The average asking rent was at $74.04 in Manhattan, a slight increase over the previous year.
“[In] Manhattan overall, absorption was positive for the first time since September 2017,” Colliers International Managing Director of Research Franklin Wallach said, adding that the Downtown and Midtown markets both saw positive absorption for the first time this year.
“In May, you had two leases for more than a quarter of million square feet … A few megadeals can have a dramatic impact,” Wallach said, although he noted most of Manhattan’s office leases are in the 5K to 15K SF range.
But he said leasing activity will have to keep moving at this fast clip to stay ahead, or even on pace, with coming supply. Colliers predicts this year around 7.64M SF of new space will become available.
“[There are] large blocks of soon-to-be-vacant space that we are keeping a close eye on," he said.
There have certainly been some headline-grabbing deals in recent weeks. McKinsey & Co. inked a 15-year deal for 186K SF at Three World Trade Center. Facebook plans to expand by an extra 370K SF at Vornado’s 770 Broadway. Rockefeller Group signed Blank Rome on for 138K SF at 1271 Sixth Ave. — just weeks after Latham & Watkins signed for 407K SF there. Epstein Becker & Green also leased 80K SF 875 Third Ave.
Those deals should be cast against a backdrop of some vacancies.

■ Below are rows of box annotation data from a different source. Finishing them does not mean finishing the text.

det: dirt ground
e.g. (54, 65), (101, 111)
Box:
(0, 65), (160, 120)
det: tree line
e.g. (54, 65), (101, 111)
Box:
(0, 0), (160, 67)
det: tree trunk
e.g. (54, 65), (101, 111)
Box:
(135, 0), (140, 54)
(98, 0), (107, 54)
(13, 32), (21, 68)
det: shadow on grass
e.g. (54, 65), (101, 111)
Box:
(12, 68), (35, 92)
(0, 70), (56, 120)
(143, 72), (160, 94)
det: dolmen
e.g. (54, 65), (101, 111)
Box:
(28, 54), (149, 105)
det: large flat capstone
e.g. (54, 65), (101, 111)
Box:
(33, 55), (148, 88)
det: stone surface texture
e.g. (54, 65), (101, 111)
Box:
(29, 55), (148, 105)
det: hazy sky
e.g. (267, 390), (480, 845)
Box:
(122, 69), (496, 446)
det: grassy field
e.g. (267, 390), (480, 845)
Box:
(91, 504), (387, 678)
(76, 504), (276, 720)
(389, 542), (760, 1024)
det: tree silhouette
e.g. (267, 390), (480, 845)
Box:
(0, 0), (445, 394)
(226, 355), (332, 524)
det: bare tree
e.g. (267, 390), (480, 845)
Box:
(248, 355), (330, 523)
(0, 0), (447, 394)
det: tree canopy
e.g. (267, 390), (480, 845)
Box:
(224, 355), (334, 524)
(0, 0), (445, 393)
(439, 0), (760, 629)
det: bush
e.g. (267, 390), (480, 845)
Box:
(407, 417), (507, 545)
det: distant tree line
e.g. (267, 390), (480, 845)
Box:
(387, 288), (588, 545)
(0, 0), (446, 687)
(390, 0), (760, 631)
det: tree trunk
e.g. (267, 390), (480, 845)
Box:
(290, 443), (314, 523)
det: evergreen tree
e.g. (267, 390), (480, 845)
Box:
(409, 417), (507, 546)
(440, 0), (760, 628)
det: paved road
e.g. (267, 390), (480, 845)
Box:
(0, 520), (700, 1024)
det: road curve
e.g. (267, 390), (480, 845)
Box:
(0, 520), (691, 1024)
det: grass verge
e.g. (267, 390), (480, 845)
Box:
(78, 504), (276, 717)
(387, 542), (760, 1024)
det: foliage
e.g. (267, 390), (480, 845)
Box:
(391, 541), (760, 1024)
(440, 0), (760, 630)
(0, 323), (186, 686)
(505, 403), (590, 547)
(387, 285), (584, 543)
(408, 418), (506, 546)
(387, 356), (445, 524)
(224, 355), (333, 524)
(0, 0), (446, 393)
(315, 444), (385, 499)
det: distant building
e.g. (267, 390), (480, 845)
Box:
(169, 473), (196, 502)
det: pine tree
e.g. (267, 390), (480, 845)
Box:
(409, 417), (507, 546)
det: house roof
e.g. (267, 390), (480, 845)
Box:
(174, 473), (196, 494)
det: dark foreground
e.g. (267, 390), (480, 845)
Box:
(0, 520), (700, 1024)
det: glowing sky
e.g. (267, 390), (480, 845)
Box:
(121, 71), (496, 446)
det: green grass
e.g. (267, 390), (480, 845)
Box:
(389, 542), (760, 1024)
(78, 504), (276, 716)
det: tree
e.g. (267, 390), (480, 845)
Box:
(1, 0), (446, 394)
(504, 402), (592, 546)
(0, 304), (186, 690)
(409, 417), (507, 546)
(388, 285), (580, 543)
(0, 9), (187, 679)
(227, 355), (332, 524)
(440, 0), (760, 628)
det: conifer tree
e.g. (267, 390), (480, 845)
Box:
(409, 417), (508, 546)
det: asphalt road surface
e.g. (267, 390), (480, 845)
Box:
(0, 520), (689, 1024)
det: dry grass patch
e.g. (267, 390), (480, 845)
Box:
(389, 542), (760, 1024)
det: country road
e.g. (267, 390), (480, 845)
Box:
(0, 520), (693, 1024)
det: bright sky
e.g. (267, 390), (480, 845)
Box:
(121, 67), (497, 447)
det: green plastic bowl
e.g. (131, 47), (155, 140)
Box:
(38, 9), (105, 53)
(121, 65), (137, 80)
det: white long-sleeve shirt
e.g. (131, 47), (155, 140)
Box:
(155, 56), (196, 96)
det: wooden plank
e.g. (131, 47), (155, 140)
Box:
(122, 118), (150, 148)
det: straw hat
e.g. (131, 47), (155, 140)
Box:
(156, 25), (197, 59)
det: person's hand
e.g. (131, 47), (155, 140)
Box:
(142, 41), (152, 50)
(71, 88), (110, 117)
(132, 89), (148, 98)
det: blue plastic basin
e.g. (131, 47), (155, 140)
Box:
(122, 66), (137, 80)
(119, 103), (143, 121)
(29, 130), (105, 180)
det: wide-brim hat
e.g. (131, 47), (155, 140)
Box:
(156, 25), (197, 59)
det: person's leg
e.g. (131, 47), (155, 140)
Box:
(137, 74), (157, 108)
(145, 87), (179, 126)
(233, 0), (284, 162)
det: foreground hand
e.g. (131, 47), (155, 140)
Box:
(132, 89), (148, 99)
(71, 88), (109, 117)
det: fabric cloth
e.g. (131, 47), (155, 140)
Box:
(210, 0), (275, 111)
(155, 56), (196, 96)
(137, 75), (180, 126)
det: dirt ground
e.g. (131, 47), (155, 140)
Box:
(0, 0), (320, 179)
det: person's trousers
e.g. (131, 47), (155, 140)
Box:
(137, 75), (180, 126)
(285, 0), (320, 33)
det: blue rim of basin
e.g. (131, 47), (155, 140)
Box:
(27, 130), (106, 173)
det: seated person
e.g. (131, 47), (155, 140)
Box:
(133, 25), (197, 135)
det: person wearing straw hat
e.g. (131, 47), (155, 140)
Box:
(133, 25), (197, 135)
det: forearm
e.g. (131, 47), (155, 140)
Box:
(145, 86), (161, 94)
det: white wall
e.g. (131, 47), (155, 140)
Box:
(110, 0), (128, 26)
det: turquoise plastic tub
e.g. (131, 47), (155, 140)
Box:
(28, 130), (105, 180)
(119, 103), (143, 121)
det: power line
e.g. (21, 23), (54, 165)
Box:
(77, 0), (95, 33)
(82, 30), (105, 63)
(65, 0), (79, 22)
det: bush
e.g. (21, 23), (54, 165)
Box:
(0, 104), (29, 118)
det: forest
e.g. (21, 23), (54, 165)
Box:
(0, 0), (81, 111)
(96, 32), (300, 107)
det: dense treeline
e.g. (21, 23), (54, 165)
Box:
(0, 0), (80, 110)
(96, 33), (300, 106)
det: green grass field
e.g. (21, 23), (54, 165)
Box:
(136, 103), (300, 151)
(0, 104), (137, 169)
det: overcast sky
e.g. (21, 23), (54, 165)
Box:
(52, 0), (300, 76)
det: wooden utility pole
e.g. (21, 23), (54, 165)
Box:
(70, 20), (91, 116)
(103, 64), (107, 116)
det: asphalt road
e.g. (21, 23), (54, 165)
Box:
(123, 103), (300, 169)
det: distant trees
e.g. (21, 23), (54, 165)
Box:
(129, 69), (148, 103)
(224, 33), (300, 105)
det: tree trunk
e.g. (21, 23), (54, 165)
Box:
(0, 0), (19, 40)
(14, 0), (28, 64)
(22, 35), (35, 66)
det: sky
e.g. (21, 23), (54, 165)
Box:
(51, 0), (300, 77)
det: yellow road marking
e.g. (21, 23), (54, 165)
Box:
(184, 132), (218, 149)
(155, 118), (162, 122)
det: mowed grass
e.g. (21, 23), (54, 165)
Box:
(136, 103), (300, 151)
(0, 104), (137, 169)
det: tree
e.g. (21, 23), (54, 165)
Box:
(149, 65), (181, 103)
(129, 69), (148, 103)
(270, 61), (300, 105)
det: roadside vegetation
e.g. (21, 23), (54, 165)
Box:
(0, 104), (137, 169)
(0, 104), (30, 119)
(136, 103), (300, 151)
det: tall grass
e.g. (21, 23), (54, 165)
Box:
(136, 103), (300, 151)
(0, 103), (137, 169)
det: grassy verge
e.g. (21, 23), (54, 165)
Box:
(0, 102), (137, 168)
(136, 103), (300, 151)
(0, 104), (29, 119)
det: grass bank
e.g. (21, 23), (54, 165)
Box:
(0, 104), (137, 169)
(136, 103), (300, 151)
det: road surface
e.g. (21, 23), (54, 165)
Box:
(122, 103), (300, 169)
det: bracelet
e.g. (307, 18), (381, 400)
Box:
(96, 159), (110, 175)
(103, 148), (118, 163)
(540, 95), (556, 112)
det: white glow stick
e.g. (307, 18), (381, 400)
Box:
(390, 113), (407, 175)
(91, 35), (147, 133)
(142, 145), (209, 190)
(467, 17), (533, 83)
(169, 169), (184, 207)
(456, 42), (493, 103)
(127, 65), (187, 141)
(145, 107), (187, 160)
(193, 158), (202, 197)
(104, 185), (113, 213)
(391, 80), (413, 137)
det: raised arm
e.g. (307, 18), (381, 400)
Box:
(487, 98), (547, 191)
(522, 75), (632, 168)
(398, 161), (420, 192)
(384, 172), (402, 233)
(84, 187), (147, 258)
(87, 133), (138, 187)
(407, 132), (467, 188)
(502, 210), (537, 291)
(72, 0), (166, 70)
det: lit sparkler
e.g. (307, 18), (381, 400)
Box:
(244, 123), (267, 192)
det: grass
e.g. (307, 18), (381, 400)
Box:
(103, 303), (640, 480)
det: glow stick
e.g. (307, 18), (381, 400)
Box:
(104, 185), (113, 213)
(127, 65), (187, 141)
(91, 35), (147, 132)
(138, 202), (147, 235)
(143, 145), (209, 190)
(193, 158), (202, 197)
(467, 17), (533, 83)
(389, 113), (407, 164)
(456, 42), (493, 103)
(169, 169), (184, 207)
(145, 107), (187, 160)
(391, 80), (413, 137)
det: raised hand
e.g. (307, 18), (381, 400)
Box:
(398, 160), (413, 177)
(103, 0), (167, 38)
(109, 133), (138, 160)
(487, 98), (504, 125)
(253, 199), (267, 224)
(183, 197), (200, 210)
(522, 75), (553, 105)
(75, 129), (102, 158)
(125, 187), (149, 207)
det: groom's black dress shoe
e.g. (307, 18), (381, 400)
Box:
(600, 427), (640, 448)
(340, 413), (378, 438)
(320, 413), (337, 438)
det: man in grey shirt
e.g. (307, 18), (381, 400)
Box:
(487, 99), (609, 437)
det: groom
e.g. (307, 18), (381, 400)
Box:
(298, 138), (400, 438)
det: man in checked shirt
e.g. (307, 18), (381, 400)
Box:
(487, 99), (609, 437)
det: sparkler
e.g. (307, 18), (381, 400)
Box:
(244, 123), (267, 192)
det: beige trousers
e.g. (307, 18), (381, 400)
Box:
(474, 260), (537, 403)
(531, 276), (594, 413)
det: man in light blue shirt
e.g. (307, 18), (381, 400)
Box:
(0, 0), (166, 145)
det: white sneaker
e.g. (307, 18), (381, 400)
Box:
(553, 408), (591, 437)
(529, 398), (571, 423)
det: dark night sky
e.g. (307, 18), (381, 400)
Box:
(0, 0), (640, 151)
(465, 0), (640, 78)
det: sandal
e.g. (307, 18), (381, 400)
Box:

Wallach pointed to space in buildings like 550 Madison Ave., 63 Madison Ave. and 250 Broadway, all of which will add to the borough’s supply of space looking for a tenant. Landlords are already relying on concessions at record levels to fill their empty spaces.
“Tenants have no problems paying up if there’s something special,” Newmark Knight Frank Managing Director Eric Cagner said. “When it’s ordinary and average, the space needs to be priced correctly in order to move.”
Still, he said the space in the first wave of buildings in Hudson Yards is largely spoken for, and until the next buildings in the megaproject come online, there is not a lot of product available in the Midtown South area for a tenant looking for around 60K SF.
Peck, who was part of the team that brokered last month’s deal for Epstein Becker & Green, said the big leases over the last month don’t tell the full story and can create an “artificial feeling of positive news.”
When Epstein Becker & Green moves to 875 Third Ave., it will be shrinking its office footprint from more than 100K SF at 250 Park Ave. When Deutsche Bank leaves Wall Street for Columbus Circle in 2021, it will be taking 30% less space.
SL Green signed law firm Greenberg Traurig to take space at One Vanderbilt in January, reportedly for between 130K and 140K SF. That is a significant decrease from the 200K SF it currently leases at the MetLife building.
“[Large-scale] deals are few and far between,” Peck said. “I just don’t think it’s as rosy a picture as what may appear.”
He said coworking companies’ impact on the office leasing market remains unknown. Firms that offer "flexible space" now occupy 9.2M SF in the Manhattan office market, according to CBRE. Knotel, for example, signed a slew of significant leases just last month.
“We don’t know if these 10- and 15-year leases are going to hold over the term of the lease,” Peck said. “And should a coworking company not do well in a particular location, they will close down that location and leave behind an installation that is not usable for any other tenant.”